Que faire face à ce système ?

 

Ce n’est ni à Casimir Oye Mba, ni à Guy Nzouba Ndama, et, encore moins, à Myboto que l’on va apprendre ce qu’est le système Bongo auquel les Gabonais vont bientôt, dans les semaines qui arrivent, se heurter avec rudesse. Et sans être « ni son ami, ni son copain », Oye Mba connaît la nature profondément répressive d’Ali Bongo. Les « chemises noires » gabonaises qui sont pressenties pour l’accompagner lors de sa marche sur la CENAP, le 12 juillet prochain pour imposer la validation de son dossier de candidature, en seront une des manifestations. Pour rappel, les « chemises noires » italiennes avaient permis l’accession de Mussolini au pouvoir, lors de la marche sur Rome.

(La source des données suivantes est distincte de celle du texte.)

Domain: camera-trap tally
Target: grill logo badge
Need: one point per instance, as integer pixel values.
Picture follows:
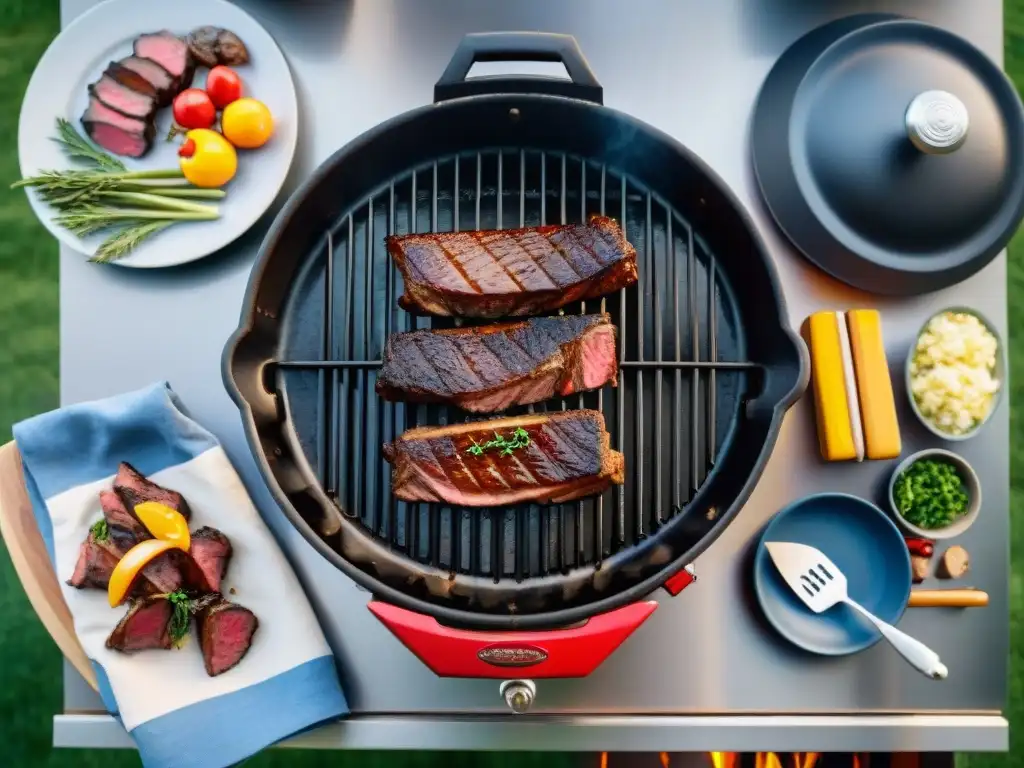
(511, 655)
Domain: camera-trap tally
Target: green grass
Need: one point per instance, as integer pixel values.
(30, 664)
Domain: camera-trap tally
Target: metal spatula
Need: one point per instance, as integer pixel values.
(817, 582)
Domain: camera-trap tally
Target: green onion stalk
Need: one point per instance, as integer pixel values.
(130, 206)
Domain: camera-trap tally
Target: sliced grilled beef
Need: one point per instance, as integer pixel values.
(566, 456)
(123, 526)
(512, 272)
(123, 99)
(171, 52)
(225, 632)
(94, 565)
(117, 133)
(145, 626)
(489, 369)
(211, 551)
(134, 488)
(213, 45)
(143, 76)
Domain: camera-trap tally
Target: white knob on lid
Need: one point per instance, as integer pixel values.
(937, 122)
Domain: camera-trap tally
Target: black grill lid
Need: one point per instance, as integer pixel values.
(890, 152)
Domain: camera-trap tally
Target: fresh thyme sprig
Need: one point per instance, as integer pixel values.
(99, 530)
(132, 205)
(180, 617)
(78, 148)
(520, 438)
(122, 243)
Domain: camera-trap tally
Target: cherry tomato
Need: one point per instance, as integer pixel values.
(193, 109)
(247, 123)
(223, 85)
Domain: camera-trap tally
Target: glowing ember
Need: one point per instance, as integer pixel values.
(760, 760)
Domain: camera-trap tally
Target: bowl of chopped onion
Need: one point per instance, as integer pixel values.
(935, 495)
(954, 373)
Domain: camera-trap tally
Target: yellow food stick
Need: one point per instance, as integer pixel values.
(875, 387)
(838, 430)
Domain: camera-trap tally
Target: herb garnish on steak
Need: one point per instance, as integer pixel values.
(564, 456)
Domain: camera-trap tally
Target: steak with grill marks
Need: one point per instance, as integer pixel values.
(94, 564)
(489, 369)
(225, 634)
(512, 272)
(145, 626)
(567, 456)
(134, 487)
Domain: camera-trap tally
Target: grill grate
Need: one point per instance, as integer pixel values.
(682, 381)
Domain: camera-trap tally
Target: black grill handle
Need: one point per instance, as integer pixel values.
(518, 46)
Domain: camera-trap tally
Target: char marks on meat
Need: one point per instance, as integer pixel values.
(95, 562)
(145, 626)
(134, 488)
(211, 551)
(144, 77)
(512, 272)
(214, 45)
(122, 525)
(118, 133)
(171, 52)
(568, 456)
(225, 632)
(123, 98)
(491, 369)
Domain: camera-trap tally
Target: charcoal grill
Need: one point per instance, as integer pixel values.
(708, 363)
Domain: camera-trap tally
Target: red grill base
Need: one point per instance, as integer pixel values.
(569, 652)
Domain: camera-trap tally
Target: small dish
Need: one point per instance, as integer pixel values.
(971, 480)
(864, 544)
(999, 374)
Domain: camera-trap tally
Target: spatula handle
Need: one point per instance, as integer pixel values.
(914, 651)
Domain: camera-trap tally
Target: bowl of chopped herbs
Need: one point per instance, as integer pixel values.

L’opposition ne devrait-elle pas, tout comme ABO, avoir aussi et son gant de velours et sa main de fer. Tout le monde sait parfaitement que l’expression « pot de terre contre pot de fer » s’applique à un homme sans appui opposé à un homme puissant ?

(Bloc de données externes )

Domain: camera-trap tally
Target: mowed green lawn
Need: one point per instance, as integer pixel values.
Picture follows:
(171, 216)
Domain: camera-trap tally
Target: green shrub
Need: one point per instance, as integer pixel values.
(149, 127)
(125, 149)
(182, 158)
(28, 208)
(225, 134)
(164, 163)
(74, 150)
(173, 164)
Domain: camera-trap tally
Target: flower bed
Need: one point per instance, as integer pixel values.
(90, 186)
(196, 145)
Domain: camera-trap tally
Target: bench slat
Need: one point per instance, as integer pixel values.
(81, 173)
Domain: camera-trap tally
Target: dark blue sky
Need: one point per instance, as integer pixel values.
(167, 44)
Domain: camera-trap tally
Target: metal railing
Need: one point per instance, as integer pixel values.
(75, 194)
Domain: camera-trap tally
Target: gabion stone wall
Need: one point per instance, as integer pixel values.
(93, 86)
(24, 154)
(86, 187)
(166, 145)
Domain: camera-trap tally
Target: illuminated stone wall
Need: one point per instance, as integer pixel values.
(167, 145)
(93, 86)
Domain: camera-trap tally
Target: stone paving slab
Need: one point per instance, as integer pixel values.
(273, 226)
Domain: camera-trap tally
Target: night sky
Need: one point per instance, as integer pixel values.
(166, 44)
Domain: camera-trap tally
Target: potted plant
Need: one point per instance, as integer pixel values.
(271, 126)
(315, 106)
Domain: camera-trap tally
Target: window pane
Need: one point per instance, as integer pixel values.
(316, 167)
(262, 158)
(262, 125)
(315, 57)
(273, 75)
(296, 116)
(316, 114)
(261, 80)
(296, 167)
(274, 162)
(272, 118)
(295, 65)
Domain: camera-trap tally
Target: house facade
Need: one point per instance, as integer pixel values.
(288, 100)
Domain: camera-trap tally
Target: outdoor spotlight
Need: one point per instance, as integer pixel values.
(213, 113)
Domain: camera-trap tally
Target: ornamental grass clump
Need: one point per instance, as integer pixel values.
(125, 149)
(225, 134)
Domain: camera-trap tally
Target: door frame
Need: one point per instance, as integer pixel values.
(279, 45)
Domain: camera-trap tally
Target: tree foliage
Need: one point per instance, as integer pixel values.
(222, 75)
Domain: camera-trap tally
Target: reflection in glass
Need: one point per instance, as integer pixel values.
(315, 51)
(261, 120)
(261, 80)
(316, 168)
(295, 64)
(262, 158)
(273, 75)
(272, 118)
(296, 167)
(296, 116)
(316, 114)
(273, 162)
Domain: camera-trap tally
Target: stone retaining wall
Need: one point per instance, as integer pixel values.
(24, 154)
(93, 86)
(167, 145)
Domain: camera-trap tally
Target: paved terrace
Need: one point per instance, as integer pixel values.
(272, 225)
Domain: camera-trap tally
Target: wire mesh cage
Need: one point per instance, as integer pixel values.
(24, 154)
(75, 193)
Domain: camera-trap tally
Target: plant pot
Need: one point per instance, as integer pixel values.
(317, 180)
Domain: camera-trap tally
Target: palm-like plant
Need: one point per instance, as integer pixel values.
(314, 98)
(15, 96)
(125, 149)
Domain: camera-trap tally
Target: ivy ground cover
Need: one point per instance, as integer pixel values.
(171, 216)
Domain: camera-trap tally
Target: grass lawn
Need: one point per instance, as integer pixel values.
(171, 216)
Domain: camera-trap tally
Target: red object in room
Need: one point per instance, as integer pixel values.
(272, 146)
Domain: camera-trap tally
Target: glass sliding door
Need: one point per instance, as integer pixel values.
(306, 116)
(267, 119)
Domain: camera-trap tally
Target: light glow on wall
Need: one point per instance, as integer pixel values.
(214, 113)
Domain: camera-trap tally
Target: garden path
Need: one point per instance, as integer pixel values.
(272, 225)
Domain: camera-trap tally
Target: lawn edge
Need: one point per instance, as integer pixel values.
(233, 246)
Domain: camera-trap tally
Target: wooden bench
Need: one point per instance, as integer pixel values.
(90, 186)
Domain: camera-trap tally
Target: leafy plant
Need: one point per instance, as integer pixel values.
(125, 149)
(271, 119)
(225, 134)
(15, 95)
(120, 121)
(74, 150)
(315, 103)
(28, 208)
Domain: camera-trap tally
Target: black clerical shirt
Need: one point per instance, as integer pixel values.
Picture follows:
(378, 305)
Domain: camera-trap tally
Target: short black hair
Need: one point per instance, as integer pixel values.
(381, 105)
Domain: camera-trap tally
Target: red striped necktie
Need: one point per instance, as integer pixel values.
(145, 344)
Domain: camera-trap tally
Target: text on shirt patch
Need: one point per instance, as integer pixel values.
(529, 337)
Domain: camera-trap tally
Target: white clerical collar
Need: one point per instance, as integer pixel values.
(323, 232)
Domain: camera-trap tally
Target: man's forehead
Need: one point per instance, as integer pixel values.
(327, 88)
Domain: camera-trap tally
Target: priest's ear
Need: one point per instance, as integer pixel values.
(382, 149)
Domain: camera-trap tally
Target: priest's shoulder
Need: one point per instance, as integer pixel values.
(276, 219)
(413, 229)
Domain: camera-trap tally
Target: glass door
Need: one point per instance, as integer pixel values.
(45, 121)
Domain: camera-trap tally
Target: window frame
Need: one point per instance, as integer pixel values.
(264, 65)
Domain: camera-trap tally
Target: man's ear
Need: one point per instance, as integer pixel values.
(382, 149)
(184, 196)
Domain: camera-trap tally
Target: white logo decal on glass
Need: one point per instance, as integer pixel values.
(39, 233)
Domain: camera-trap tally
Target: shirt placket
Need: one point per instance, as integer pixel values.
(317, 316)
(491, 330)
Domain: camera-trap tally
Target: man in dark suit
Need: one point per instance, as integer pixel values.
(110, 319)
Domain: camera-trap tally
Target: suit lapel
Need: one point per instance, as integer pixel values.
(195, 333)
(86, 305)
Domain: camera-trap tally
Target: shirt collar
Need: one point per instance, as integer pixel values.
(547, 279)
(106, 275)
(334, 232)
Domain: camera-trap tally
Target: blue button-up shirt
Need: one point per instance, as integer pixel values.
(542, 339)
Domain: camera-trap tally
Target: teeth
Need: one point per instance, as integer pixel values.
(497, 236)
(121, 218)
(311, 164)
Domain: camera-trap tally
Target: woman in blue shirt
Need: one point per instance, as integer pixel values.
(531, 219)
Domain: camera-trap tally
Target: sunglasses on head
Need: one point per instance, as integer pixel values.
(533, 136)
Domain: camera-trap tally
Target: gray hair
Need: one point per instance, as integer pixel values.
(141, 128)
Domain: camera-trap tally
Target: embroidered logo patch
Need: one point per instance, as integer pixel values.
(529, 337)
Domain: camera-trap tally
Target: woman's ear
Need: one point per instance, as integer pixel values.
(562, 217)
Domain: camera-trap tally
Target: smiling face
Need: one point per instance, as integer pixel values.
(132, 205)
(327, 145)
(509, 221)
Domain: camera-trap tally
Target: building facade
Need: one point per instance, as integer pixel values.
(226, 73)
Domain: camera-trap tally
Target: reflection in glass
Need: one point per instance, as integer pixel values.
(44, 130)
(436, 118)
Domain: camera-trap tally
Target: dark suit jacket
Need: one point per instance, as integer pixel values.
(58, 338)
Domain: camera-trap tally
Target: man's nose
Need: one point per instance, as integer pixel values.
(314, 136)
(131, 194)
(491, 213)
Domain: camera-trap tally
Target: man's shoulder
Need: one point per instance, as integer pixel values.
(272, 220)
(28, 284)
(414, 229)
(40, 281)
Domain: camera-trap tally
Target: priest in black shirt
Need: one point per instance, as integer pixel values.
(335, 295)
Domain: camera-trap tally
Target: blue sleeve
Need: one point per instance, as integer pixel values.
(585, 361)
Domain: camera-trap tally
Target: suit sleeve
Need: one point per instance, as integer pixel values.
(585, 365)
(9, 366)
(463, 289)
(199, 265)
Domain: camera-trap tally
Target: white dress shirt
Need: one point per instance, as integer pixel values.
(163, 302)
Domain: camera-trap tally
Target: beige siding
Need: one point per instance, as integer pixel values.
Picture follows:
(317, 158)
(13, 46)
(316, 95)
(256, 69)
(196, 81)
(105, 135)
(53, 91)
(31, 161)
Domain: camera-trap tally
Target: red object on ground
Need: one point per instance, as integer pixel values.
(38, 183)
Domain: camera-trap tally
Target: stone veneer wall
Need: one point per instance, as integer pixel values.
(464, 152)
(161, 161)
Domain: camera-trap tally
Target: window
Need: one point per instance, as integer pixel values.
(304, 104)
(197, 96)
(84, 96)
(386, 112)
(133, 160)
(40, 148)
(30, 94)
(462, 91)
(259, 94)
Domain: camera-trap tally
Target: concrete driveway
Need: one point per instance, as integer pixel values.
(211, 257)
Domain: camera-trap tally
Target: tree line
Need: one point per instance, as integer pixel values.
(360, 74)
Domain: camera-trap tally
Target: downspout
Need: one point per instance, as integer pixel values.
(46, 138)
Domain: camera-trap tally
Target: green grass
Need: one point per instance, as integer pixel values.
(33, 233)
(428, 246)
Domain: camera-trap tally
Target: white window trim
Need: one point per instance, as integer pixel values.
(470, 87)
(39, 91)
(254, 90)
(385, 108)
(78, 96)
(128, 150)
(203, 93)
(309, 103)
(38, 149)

Et, le 12 juillet 2016, date de dépôt des candidatures, n’est pas la fin mais le début d’une lutte ouverte, sans gant, contre le système Bongo sur le champ de bataille électoral dont le premier acte est la tentative d’imposer le dossier d’Ali Bongo. La tournure et l’issue de ce choc dépendront des capacités de résistance de l’opposition gabonaise face à l’inévitable initiative  répressive du pouvoir.

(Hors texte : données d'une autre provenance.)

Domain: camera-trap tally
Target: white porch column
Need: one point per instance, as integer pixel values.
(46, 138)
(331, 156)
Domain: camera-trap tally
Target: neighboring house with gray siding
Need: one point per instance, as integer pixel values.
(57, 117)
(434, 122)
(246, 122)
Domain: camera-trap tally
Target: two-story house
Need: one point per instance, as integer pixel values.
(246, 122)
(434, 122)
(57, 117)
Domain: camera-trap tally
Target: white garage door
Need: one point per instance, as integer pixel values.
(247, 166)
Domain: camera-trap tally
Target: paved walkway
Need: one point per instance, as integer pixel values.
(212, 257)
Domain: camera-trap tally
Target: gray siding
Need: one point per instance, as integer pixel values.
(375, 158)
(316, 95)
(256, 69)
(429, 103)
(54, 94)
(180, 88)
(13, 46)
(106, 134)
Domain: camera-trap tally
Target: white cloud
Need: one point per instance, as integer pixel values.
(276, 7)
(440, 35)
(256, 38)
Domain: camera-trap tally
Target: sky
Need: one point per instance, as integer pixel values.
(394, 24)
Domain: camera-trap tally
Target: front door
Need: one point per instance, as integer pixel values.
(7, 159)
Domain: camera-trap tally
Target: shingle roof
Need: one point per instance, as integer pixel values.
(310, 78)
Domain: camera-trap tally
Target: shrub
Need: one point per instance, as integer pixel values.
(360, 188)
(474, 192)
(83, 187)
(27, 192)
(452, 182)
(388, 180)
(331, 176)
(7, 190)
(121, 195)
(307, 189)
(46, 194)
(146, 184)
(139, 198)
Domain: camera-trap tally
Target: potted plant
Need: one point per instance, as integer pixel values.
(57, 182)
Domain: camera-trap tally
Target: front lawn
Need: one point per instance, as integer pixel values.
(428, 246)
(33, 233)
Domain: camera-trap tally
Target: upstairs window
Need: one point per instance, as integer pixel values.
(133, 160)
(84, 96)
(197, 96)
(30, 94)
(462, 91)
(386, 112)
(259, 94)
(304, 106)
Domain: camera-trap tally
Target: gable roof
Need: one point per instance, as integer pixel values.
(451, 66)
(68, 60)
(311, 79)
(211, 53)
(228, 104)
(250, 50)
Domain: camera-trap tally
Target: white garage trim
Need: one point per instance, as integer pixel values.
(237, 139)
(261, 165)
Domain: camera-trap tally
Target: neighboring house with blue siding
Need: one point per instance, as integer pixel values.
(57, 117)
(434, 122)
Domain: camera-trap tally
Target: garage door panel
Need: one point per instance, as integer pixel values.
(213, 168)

L’appel d’Oye Mba auquel Nzouba Ndama invite à se rallier ne prendra tout son sens que dans la mesure où il aura pour objectif de constituer ce « pot de fer » ou encore cette « main de fer » à même de tenir tête au tyran. Cet appel qui ne l’a pas encore exprimé doit précisément inviter, de manière réaliste, toutes les forces réellement présentes sur le terrain à s’unir pour constituer cette unité « de fer » et d’airain, seule apte à contenir l’absolutisme. Et sur le terrain, il y a Jean PING avec qui il va falloir reprendre langue.